Voilà une affirmation de Publius Syrus qui m’interpelle aujourd’hui car elle chausse bien l’état de ma pensée et mon doute existentiel du moment présent.
 
Moi qui ai passé mes cinquante premières années à me soucier prioritairement des autres je suis depuis six mois uniquement centré sur moi et je peux ainsi constater que le temps de l’oubli fait très rapidement son œuvre. Désormais mon téléphone ne sonne plus que pour ceux qui m’aiment encore et je peux ainsi vérifier le dérisoire d’une vie très remplies car après quelques mois ils restent de ma multitude de contacts très peu de gens à se souvenir de moi.
 
« Faire ce que l’on veut et vouloir ce que l’on fait » comme l’a écrit Françoise Giroud n’a  donc pas que des avantages. Je peux aussi constater qu’observer les tumultes de la vie n’a pas la même saveur que d’en être un élément activant.
 
Il est vrai que l’on a que le bonheur que l’on peut comprendre avec sa propre capacité de le vivre pleinement. Que le bonheur d’hier n’est pas de la même nature que celui d’aujourd’hui et qu’il n’aura jamais la délicieuse saveur de la découverte de celui à vivre demain ? Si l’on peut ressentir souvent un plaisir identique on revivra rarement le même bonheur deux fois.
 
Selon la définition de wikipédia : le bonheur (étymologiquement la bonne fortune [entendre dans « fortune » : ce qui arrive de bien ou de mal]) est un état durable de plénitude et de satisfaction, état agréable et équilibré de l’esprit et du corps, d’où la souffrance, l’inquiétude et le trouble sont absents.
Toujours selon la même source : le plaisir est le nom générique de la satisfaction d’un besoin physique, affectif ou intellectuel ou encore de l’exercice harmonieux d’une fonction vitale. Le plaisir procure à l’être vivant une sensation agréable et recherchée.
 
« Les hommes sont malheureux parce qu’ils ne réalisent pas les rêves qu’ils ont » énonçait Jacques Brel.
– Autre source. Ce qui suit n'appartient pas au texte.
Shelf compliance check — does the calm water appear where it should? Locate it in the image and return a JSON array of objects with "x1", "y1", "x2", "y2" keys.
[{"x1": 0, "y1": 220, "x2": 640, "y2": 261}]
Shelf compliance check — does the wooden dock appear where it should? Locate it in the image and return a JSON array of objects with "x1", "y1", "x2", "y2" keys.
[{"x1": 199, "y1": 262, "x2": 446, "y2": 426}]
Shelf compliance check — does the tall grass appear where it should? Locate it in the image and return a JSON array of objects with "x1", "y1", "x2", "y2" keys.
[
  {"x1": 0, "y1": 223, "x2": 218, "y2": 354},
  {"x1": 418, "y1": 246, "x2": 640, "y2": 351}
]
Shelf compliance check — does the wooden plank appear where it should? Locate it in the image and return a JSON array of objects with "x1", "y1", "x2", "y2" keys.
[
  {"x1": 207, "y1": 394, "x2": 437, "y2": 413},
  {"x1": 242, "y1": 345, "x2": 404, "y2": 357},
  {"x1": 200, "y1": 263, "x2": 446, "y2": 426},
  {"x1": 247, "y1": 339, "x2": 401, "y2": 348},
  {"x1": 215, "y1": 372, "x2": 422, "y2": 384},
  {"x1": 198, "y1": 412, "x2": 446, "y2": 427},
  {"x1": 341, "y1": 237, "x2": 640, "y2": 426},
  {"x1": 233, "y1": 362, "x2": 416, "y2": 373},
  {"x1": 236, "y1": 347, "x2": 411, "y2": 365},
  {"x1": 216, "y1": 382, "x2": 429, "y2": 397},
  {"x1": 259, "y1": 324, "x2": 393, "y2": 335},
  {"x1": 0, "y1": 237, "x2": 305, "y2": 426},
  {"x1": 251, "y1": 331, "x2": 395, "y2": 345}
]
Voilà une douloureuse affirmation qui m’amène à me poser d’autres questions.
 
Aurais-je encore envie de réaliser des rêves?  Puis-je encore entreprendre et réaliser quoi que ce soit ?
 
Ouille ! Ouille ! voilà des délirantes questions auxquelles il n’est pas simple de répondre. Je vais y réfléchir et vous répondrez le mois prochain.
 

One response to this post.

  1. Posted by isa on 17 août 2007 at 7 h 35 min

    comme je suis en accord avec tes paroles faisant suite à "qui ne vit que pour soit est-il mort pour les autres…"
     
    j\’ai comme toi décidé de m\’occuper un peu plus de moi, et comme cela se vide vite autour de nous, pour ne laisser qu\’un infime noyau de personne…
    mais est-ce plus mal ? n\’est-ce pas justement le temps qu\’il nous manquait pour nous ?
     
    pas facile au début…cette nouvelle solitude !!